Bordeaux – 28 juin au 01 juillet 2017

La radicalisation mystifiante
E. BAUZA
Samedi 01 juillet 2017

L’homme ne possède pas naturellement une logique interne des relations causales. Au contraire, bien souvent, son entourage de proximité (famille : premier milieu socialisateur ; défaut de « Parental Management ») va influencer sa manière de percevoir, de penser, de communiquer et d’agir.
Le conflit naît alors de la croyance naïve que notre propre perception de la réalité interpersonnelle, sociale, culturelle, du fait religieux, est, de toute évidence, la seule possible et exacte et qui doit nécessairement s’imposer. L’Autre, dénié dans sa pensée, ses croyances, ses valeurs, est ainsi considéré comme « fou » ou « mécréant » ou « ennemi » pour oser percevoir différemment…
L’errance psychique, identitaire, géographique, le sentiment de vide intérieur avec perte de l’ancrage généalogique et narcissique entrainent l’émergence d’une colère anarchique. Cette colère, comme lors de la crise de l’adolescence avec la quête d’un idéal, touche les domaines intrafamiliaux et intergénérationnels, le culturel, l’histoire, le sociétal, le religieux… Il s’agit de s’opposer, souvent de manière opportuniste, sans avoir identifié au préalable la ou les cibles de projections des affects désorganisés.
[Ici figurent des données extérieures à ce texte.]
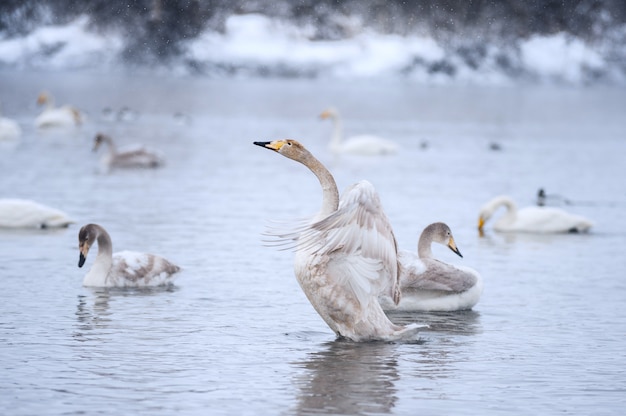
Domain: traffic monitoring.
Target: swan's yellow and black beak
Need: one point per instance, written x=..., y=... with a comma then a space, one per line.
x=84, y=249
x=453, y=247
x=273, y=145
Cette colère anarchique qui se nourrit, mais pas toujours, d’une réalité sociale et culturelle peu avantageuse, fait le lit d’une rébellion tout autant anarchique, justifiée par un vécu d’échec avec des sentiments persécutoires d’exclusion et de marginalisation.
Il en résulte l’éclosion d’un sujet (au Moi déjà friable et fragmenté) narcissiquement fragile, vulnérable, suggestible et influençable, au sentiment océanique de dés-appartenance globale, avec absence d’idéal, de projet, perte de l’estime de soi, de l’amour propre et fort sentiment d’inutilité.
Confusion et perte de repères se rejoignent pour recevoir, et à la fois alimenter un discours de rupture (famille, valeurs d’une société, religieux) avec fuite en avant vers un idéal captatif de haine, une tromperie organisée…

L’apport de discours de propagande (écrits, réseaux sociaux, vidéos, prisons, prêches…) valorise le Moi-Idéal, le Soi grandiose, la toute-puissance, jusqu’à apprivoiser la pulsion de mort et décider du lieu et de l’heure de sa mort. Le mécanisme de Projection est clairement identifié, « Je les hais car ils me haïssent » dans une confrontation frontale pur/impur justifiant tout passage à l’acte.

Un discours de mystification…
« Ce que vous voyez, entendez ou ressentez est faux ! Moi je vous guide et vous dis comment les choses sont ; c’est-à-dire ce que vous devez voir, entendre, ressentir et comment vous devez agir… ».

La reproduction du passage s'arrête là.